Even before the start of the relaxation session, you should give yourself a clear goal of consistently relaxing every muscle in your body. This will allow you to achieve the most effective result.

How to achieve complete body relaxation

Lean back a little and find a comfortable position. Get rid of clothing, shoes and accessories that restrict movement. Close your eyes. Concentrate on your breathing, it should be correct and calm. Feel how your lungs fill with air, pausing for 30 seconds when inhaling.

Let's consider relaxing the body, or rather each part of it separately.

  • Rib cage

Take a deep breath, hold your breath, relax and exhale. Try to empty your lungs completely and restore your normal breathing pattern. As you inhale, some tension should arise in the chest area, and as you exhale, complete muscle relaxation should occur. Repeat the exercise several times in a row, resting for 5-10 seconds.

  • Feet and legs

Both feet should be in contact with the floor with their entire surface. Stand on your toes, stay in this position for a while and relax.

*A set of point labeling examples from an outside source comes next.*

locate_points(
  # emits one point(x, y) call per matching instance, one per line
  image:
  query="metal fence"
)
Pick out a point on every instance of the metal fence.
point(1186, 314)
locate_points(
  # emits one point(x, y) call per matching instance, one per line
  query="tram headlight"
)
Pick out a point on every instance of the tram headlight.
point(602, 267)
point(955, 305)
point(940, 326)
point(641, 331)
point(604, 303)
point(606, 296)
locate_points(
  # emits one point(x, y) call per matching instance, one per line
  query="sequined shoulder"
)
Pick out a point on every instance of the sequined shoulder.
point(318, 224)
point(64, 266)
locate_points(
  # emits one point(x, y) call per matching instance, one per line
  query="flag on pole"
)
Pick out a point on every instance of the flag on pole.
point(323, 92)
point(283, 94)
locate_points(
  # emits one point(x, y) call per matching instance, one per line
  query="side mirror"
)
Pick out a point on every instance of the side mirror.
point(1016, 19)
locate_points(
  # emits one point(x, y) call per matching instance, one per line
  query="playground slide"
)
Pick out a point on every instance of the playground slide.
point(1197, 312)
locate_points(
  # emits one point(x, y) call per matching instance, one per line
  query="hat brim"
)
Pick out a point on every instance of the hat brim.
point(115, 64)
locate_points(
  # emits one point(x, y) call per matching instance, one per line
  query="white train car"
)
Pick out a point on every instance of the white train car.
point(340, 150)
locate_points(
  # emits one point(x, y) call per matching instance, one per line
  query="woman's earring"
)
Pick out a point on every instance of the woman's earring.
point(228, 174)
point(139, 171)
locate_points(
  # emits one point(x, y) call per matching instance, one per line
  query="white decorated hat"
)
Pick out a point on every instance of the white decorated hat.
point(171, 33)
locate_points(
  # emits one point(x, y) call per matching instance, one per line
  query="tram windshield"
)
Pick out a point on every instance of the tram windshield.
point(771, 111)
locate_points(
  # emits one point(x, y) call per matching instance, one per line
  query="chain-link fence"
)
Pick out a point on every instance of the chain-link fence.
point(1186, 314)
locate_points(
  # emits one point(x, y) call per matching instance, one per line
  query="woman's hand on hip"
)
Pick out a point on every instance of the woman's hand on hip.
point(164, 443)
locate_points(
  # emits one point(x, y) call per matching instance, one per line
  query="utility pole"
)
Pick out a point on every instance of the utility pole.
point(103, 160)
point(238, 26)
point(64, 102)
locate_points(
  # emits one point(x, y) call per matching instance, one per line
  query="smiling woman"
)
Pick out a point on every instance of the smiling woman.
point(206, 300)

You should lower yourself onto your heels smoothly, without making sudden movements. If there is a slight tension in the back of the calf muscles, then the exercise is performed correctly. At the moment of relaxation, a slight tingling sensation and a rush of warmth may appear.

To strengthen the opposite muscle group, stand on your heels while raising your toes as high as possible. A few seconds of tension and relaxation again. After these actions, a feeling of heaviness should arise in the lower parts of the legs. After each exercise you should take a break of 20 seconds.

  • Hips and abdomen

Straighten your legs, lift them and stay in this position. The calves should be relaxed. After some time, gently lower your feet to the floor. At the same time, the thigh muscles should feel some tension.

  • Hands

Clench both hands into fists, hold them in this state and relax. This exercise is good for those who write or type a lot and often. You can spread your fingers different sides, hold them in this state and also relax them. A feeling of warmth or slight tingling should appear in the area of ​​the hands and forearms. Between exercises you should pause for 20 seconds.

  • Face

Smile as broadly as possible, hold it there and relax. Do the same with pursed lips. Pay attention to your eyes. Close your eyes tightly, raise your eyebrows, then relax. Pause between exercises 15 seconds.

Thus, it is achieved complete body relaxation .

When muscle relaxation has been achieved, you can move to the wakefulness stage. Count from 1 to 10, focusing on yourself and the world around you. Open your eyes and feel cheerful, energized and fresh.